The student letter calls for the resignation of three senior Webster Thailand officials -- the rector, the academic director and the director of marketing -- and accuses the provost of disregarding the documented concerns of current faculty and students and essentially undermining the review committee’s report before it comes out.
“In response to your [Schuster’s] letter to the Webster University Thailand community dated March 20, 2015, we the student body of Webster University Thailand are offended by the disrespectful dismissal of the substantial problems we have presented to the Webster review group over the past several months. We find the letter insulting to all of the individuals -- faculty and students -- who met with the review group to present factual information about the serious problems at this campus. Not only did you easily dismiss our well-documented grievances, you have attempted to link our valid and substantive concerns with the separate and disputed commentary of former faculty members," the student letter says.

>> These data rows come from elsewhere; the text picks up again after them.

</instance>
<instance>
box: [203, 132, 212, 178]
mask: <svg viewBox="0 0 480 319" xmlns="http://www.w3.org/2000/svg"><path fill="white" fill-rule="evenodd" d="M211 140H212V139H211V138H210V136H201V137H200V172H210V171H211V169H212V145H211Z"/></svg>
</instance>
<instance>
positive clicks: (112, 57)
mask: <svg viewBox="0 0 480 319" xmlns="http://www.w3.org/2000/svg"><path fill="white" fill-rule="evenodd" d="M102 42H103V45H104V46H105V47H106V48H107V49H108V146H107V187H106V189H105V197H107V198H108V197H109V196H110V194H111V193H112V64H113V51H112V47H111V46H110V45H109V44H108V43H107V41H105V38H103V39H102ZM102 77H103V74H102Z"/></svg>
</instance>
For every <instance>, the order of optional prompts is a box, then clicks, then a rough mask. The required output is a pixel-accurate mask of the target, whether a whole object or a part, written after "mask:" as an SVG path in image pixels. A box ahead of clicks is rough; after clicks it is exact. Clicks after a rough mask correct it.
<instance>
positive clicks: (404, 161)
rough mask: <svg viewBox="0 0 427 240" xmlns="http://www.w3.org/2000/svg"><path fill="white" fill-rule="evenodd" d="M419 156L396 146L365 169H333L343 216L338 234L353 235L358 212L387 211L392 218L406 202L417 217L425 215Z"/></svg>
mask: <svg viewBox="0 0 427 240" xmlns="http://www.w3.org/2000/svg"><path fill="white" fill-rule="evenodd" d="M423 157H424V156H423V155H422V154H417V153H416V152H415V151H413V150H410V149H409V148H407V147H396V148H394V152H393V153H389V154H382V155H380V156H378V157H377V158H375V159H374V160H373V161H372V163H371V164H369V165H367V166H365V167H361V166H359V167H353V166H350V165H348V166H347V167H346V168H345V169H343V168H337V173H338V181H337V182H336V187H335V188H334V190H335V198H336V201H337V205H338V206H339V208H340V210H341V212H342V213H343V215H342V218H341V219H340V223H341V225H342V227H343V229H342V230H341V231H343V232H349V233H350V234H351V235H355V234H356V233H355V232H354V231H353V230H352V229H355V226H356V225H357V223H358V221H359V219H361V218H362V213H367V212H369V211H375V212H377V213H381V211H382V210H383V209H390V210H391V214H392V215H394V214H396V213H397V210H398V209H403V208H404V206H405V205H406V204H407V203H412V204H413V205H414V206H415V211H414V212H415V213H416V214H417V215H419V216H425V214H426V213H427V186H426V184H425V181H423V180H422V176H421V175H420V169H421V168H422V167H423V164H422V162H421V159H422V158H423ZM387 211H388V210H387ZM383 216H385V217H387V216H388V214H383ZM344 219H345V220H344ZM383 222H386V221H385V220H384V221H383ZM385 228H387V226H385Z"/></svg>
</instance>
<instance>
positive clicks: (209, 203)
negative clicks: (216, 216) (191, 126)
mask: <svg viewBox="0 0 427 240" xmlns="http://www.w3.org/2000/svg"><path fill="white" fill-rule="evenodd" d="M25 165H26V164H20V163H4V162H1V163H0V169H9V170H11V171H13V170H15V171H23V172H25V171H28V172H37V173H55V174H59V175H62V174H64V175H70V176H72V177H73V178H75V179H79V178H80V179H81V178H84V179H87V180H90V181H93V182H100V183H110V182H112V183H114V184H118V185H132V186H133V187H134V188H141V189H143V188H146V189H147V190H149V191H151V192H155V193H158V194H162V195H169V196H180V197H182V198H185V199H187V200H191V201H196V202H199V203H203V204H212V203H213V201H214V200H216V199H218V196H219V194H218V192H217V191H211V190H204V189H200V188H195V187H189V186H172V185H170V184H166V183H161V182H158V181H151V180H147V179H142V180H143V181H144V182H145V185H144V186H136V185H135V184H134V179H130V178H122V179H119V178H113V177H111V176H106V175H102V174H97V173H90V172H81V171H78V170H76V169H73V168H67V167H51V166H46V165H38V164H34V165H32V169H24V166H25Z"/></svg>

"We placed faith in the St. Louis administration to conduct a transparent and balance[d] review of Webster University Thailand. It is now clear that not only is Webster St. Louis administration aware of the problems, but that despite all of the meetings and site visits… unethical behavior will remain the norm at this campus," reads the letter, which includes specific complaints about the cost of campus housing, fees and fines charged to students, and the level of funding for student activities. "The student body only sees the blatant misuse of our tuition."
Webster's chief financial officer, Greg Gunderson, said in an interview that a review of the Thailand campus's finances as part of the committee's review process had turned up no problems, but that the committee did identify a need for greater transparency in how fees are used.
Schuster, the provost, described “any assertion that the committee did not do its job or did not do an investigation" as being unfair to members of the committee who have spent hundreds of hours and traveled thousands of miles from home to conduct the review.
“If we have a common goal to continuously improve our operation, then we need to give our colleagues the benefit of the doubt that they worked hard, that they were objective and that their report will help us to improve what we have been doing so far," he said.